基本的なことだが、それぞれ重要な項目で、テクニックが必要である。
『30歳までに手に入れたい仕事力99』(車塚元章/著、フォレスト出版/刊)では、「話す」「聞く」「書く」「人前で話す」「交渉する」「問題を解決する」といった6つの場面に分けてスキルを紹介し、ビジネスにおけるテクニックを身体的感覚で得られる。
日本の企業数のほとんどが中小企業で占められている中で、大企業相手の交渉など「どう見ても、力関係では相手の方が上」という場合はどうしたらうまくいくのだろうか。

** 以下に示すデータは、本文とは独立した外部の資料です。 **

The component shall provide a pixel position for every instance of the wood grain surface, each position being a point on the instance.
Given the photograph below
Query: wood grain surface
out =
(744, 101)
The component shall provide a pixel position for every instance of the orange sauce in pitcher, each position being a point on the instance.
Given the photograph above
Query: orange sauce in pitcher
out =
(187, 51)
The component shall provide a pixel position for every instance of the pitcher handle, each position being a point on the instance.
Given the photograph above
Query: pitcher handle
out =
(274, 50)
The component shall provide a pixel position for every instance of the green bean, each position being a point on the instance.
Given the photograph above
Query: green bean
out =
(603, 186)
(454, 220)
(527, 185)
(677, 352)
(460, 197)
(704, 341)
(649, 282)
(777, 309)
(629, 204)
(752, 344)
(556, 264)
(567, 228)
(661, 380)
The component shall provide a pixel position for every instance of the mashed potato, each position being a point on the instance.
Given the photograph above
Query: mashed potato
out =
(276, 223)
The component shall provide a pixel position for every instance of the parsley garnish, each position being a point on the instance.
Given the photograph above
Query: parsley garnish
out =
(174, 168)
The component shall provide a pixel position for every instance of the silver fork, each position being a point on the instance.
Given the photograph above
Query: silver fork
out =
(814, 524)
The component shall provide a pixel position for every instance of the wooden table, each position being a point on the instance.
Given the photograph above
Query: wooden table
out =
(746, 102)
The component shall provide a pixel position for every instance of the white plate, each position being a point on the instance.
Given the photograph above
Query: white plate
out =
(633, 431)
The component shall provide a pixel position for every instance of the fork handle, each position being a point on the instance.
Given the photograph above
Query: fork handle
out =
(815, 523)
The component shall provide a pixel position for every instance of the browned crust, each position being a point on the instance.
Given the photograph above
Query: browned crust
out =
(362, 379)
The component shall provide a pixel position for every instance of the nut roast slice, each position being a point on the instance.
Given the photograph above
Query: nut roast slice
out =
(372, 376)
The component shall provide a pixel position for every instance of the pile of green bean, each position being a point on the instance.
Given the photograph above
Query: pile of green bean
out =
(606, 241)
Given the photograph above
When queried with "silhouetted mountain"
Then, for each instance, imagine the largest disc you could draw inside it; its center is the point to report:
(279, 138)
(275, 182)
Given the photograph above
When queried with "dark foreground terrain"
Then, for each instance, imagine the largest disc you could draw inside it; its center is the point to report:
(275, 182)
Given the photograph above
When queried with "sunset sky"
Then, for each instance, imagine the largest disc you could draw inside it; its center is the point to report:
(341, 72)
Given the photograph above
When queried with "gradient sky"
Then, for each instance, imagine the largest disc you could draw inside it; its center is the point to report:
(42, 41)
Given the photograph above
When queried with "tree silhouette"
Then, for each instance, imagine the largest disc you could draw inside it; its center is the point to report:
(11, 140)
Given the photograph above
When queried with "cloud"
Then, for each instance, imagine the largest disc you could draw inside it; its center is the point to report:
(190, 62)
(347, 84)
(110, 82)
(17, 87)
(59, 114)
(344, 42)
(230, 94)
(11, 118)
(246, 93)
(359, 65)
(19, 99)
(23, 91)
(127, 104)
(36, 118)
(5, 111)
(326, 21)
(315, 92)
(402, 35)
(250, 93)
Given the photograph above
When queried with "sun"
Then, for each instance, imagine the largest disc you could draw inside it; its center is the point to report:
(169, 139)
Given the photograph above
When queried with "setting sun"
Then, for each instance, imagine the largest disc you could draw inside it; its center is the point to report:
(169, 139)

例えば、政治の世界では議員の数がモノを言い、デモをするなら100人より1万人規模のほうが成果を望むことができる。同じように、交渉の場でもこの「数の論理」が使える。交渉では相手よりも多い人数であたること。相手が1人なら、こちらは2人か3人。相手が2人ならこちらは4、5人といった具合に人数を調整すれば、相手にかなりのプレッシャーを与えることができるだろう。
また、力関係を打開する方法は他にもある。
「ルールの論理」は文字通りルールや規制によって打開する方法だ。人はルールや規制に弱いもので、「決まっていることなら仕方がない」と相手に思わせる交渉テクニックの一つだ。まら、「地の利の論理」はすべての交渉に使える。ホームグラウンドで交渉を行うことで、リラックスして事に臨め、力を最大限に発揮することができる。
「いつもの交渉相手で、手の内も知られている」という場合は、言い方を変えてみるといい。
例えば「50%OFF」と「半額」ではどうだろう。どちらも同じ意味だが、どちらかというと「半額」という表現に魅力を感じる人が多いという。
このように、いつもの交渉相手でこちらの交渉の手の内も知られているようなら、言い方を少し変えてみるなどして、人の心理をついた提案をしてみるのも手だ。これを「フレーミング効果」という。
人は誰しも自分の基準点や枠組み(フレーム)を持っていて、それを基に物事を理解し、判断する。客観的に見て同じ事実でも、表現の仕方や状況によって、違う判断をしてしまう効果を狙った提案方法だ。
20代、30代の若いうちに、いろいろなテクニックやたくさんの経験を積んでおきたいもの。「数の論理」や「フレーミング効果」などテクニックを知っているのと知らないのでは交渉の場で大きな差がでるだろう。
本書で紹介されている99のテクニックにはそれぞれ難易度も表示してある。自分のレベルに合わせて習得していくことで、ビジネスマンとしてレベルアップできるはずだ。